WebSDRs – Remote Web Receivers

Scroll down for some photos of the SDR hardware.

Receiver Links

HF Receiver

The HF receiver is a KiwiSDR coupled with a wide-band WellGood Loop receiving antenna. It covers from DC (well, around 5 kHz) to 32 MHz.

VHF-SHF Receiver

The VHF, UHF and SHF receivers, commonly just the VHF SDR, is a custom made RF front end with helical bandpass filtering for each amateur band listed below. A low-noise front end preamp (based around the MiniCircuits PGA-103+) is employed which does its best to recover weaker signals. Helical filtering tries to keep out-of-band strong signals (of which there are many) from causing issues with the five RTL-SDR V3 dongles used on each band. The antenna is currently a Diamond V2000A at 45m above ground (~135m above sea). The bands and frequencies covered are listed below; bands marked with an asterisk (*) may later be configured to have switchable segments within the band.

  • 6m (50 – 52 MHz)
  • 4m (70 – 72 MHz)
  • 2m (144 – 146 MHz)
  • 70cm (432 – 434 MHz filtered)
  • W70cm (430 – 430 MHz wideband)
  • 23cm (1296 – 1298 MHz)*

Bands are run simultaneously so any changes you make do not affect other users.

Photos of the SDRs

Below is a picture of the HF SDR chassis in the equipment rack.

Below is a picture of the HF SDR enclosure, featuring the KiwiSDR, homebrew PSU PCB, antenna control relays, antenna power bias-tee and other associated parts.

The VHF SDR photo can be seen below.
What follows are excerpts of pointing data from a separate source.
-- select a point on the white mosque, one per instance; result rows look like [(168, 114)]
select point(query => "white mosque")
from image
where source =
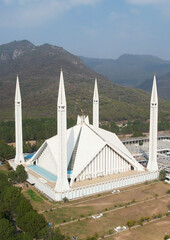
[(84, 159)]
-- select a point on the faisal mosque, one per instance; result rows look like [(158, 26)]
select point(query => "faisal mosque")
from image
[(84, 159)]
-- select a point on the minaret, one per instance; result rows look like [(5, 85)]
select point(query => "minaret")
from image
[(62, 182), (19, 158), (95, 106), (152, 163)]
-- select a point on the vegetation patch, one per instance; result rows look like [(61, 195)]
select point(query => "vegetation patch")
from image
[(34, 196)]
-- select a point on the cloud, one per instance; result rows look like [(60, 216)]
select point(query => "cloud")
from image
[(147, 2), (21, 13), (163, 6)]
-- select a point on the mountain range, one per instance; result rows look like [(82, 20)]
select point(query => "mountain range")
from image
[(39, 67), (134, 71)]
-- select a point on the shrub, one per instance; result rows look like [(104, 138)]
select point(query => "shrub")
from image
[(162, 175), (131, 223), (65, 199), (166, 237)]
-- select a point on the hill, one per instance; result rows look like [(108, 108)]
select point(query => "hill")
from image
[(39, 69), (129, 70), (163, 84)]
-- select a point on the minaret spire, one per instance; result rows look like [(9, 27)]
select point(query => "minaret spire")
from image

The left PCB is the front-end board with a low noise amplifier, power splitter, and helical filters per band. The SDR receiver modules are under the cooling fan. On top of the cooling fan is a vast amount of dust!

To enable the decoding of digital modes based on the DVSI AMBE Codec, a custom quad AMBE-3000R PCB has been created that enables up to 4 separate concurrent DMR, D-Star, YSF, NXDN, P25 receive streams.

Receiver Timeouts

Both the HF and VHF SDRs have a 30 minute timeout. This means that if you do not adjust the receiver within a 30 minute window, you will be disconnected. You can immediately reconnect (assuming nobody has taken your receive slot, if the hardware is full).

The purpose of this is to stop somebody hogging the receiver for days on end. To reset the timeout, you simply need to adjust the receiver session you are using – adjusting any setting will work.

The receiver will direct you to this section if you reach the timeout.